Di tutt’altro tenore il successivo Ballata Macabra ( Burnt Offerings, 1976 ), lungometraggio cinematografico diretto sempre da Dan Curtis. Protagonisti sono i membri della famiglia Rolf, e cioè il capofamiglia Ben ( Oliver Reed ), la moglia Marian ( Karen Black ), il figlio dodicenne ( Lee Montgomery ), e la zia del ragazzo ( Bette Davis ), che in cerca di una casa per le vacanze estive, trovano una stupenda villa immersa nel verde con tanto di piscina e un enorme parco. L’occasione è unica dal momento che gli strani proprietari, in cambio di un affitto assai modesto, chiedono solo che i Rolf si prendano cura della casa e della loro mamma, un’anziana che vive solitaria in una stanza dell’ultimo piano. Ben sospetta che dietro a tutto questo ci sia qualcosa di poco chiaro, ma l’entusiasmo di Marian lo convince ad accettare. Passano le settimane, e mentre Marian sembra subire l’influenza della casa al punto da esserne quasi succube, Ben ed il resto della famiglia subiscono la nefasta influenza della magione attraverso una serie di eventi misteriosi ed inspiegabili che quasi li portano alla pazzìa. E proprio il giorno che finalmente decidono di andare via per sempre da quel luogo maledetto, vengono sterminati uno ad uno dallo “spirito” che alberga nella casa, bisognosa di vite umane per mantenere vivo il suo bellissimo aspetto…
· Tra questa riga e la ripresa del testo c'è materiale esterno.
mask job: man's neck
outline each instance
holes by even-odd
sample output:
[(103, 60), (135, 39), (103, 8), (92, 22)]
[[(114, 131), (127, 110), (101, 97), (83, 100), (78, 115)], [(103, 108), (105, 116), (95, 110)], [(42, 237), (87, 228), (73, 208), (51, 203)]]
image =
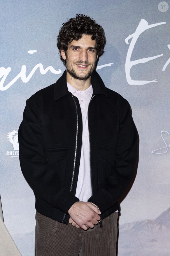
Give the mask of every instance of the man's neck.
[(66, 79), (67, 83), (80, 91), (86, 90), (91, 85), (91, 77), (86, 80), (79, 80), (74, 78), (67, 72)]

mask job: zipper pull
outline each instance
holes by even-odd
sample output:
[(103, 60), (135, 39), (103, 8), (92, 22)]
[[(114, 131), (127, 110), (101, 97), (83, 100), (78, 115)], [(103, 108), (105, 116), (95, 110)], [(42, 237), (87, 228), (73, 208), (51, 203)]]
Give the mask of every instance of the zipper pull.
[(102, 221), (101, 221), (101, 219), (100, 220), (98, 221), (98, 222), (99, 222), (99, 225), (100, 225), (100, 226), (101, 227), (103, 227), (103, 224), (102, 224)]

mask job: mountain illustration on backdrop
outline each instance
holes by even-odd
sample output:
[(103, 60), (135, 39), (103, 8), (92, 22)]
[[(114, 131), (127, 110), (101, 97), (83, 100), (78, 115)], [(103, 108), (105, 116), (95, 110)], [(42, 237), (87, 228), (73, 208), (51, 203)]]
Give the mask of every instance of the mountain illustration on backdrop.
[(154, 220), (119, 226), (118, 256), (169, 256), (170, 207)]

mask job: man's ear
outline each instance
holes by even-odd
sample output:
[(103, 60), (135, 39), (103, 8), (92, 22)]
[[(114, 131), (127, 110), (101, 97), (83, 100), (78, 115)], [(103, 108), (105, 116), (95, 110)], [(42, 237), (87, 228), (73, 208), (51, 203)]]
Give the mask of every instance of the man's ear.
[(60, 50), (61, 55), (63, 59), (66, 59), (66, 54), (63, 49), (61, 49)]

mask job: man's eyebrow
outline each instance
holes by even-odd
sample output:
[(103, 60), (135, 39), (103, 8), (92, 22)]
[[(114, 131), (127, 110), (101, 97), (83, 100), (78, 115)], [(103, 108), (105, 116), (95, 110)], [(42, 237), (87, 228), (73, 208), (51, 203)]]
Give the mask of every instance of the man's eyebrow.
[[(78, 48), (79, 49), (80, 49), (81, 48), (80, 46), (78, 45), (70, 45), (70, 48)], [(89, 46), (87, 49), (92, 49), (93, 50), (96, 50), (96, 47), (93, 47), (93, 46)]]

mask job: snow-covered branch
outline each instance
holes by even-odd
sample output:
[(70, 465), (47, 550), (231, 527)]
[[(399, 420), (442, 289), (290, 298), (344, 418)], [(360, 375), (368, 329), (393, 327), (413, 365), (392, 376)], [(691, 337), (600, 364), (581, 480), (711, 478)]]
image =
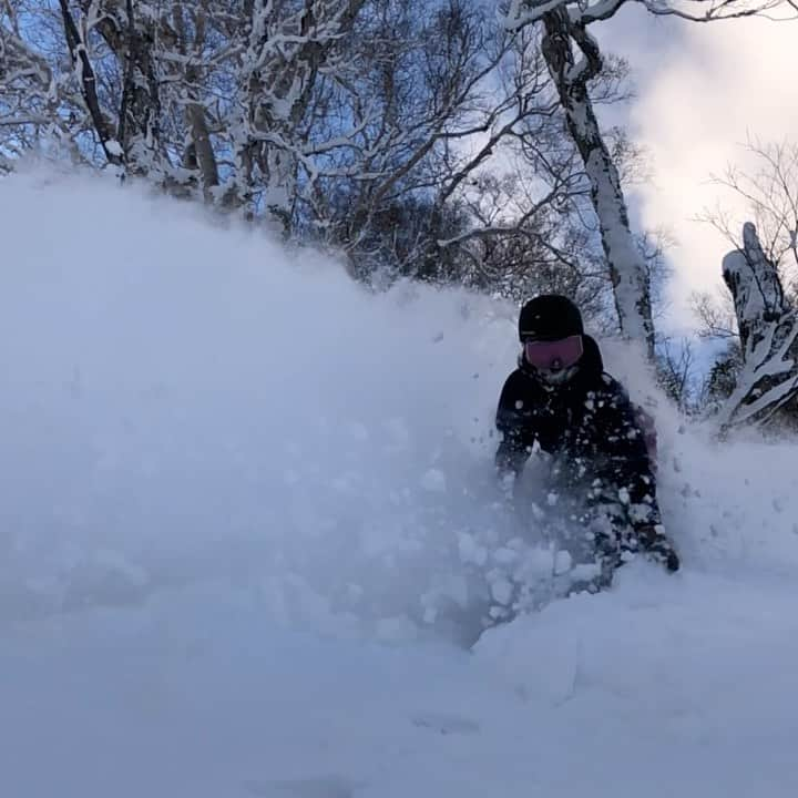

Tratto da un romanzo di Robert Marasco, Ballata Macabra si inserisce perfettamente nel fortunato filone delle “case infestate”, seppure con delle ambiguità di fondo – non del tutto spiegate – che lo rendono ancora più inquietante. La casa è infatti rappresentata come un vero e proprio “organismo” vivente, che deperisce, cambia aspetto ( pelle ), e che ha bisogno di nutrirsi ( attraverso la linfa vitale degli umani con il loro inconsapevole sacrificio ) per mantenersi sempre viva attraverso gli anni ( o addirittura i secoli ). Resta da chiedersi chi – o cosa – sia la persona, l’anziana ( mai mostrata nel corso del film ) chiusa nella stanza di sopra che alla fine vediamo – nella sequenza shock che chiude la pellicola – mostrarsi con le sembianze di una Karen Black invecchiata e diabolica, ormai definitivamente posseduta dalla casa e i suoi fantasmi, spingendola ad uccidere marito e figlio, in attesa dei prossimi, ignari inquilini. L’ambiguità, il mistero, l’inconoscibile, sono gli ingredienti che fanno la differenza in questo genere di film, che Curtis, in questo caso, dirige con il consueto stile lento e misurato, senza strafare in effettacci o cose del genere, ma puntando tutto sull’atmosfera e su un cast di prim’ordine che, oltre a Karen Black, comprende il grande e compianto attore britannico Oliver Reed, un’ormai anziana Bette Davis, e un’insolito Burgess Meredith nei panni del “padrone di casa”. Cinema d’altri tempi per brividi sopraffini.